Resulullah(s.a.v.) Tebük'te cemaat içinde otururken:
"Ka'b b. Mâlik ne yaptı?" dedi. Bunu
üzerine Benî Selime'den bir adam: " Ya
Resulullah! Giysilerine ve boyuna, posuna bakıp
gururlanması, onu alıkoydu." Deyince Muâz b.
Cebel(r.a.) ona: "Ne kötü bir söz söyledin."
Dedi. (Sonra Hz. Peygamber'e dönerek)
"Vallahi, ya Resulullah, Ka'b hakkında iyilikten
başka bir şey bilmiyoruz." Dedi.
Resulullah(Muâzb. Cebel'in bu düşüncesini hoş
görerek) sustu.(Buhârî, MegâzÎ, 80; Müslim,
Tevbe, 53)
Müslüman, diğer Müslüman kardeşleri
hakkında iyi niyet (hüsn-ü zan) beslemelidir.

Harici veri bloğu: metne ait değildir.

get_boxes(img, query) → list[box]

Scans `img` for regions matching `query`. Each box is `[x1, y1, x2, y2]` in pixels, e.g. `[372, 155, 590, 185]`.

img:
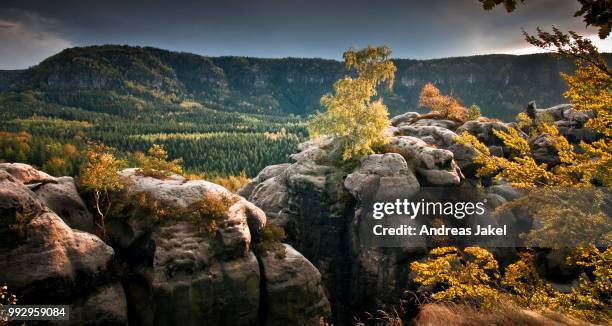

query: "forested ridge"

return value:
[0, 45, 608, 176]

Zira bu dinimizin gereğidir. Ayrıca fitnenin def'i
böyle bir tutumu gerekli kılmaktadır. Birbirimiz
hakkında iyi düşünmeli ve birbirimize müminler
olarak güvenmeliyiz. Imam Gazzalî, sû-i zannı
'kalp ile gıybet' şeklinde tanımlamış; 'bir kimsenin
ayıbını, insanın kendi kendine söylemesini'
bile reddetmiş; kalp ile gıybeti, 'gözü ile kötü bir
şeyi görmeden, kulağı ile duymadan, bir kimseye
sû-i zanda bulunmak' şeklinde tarif etmiştir.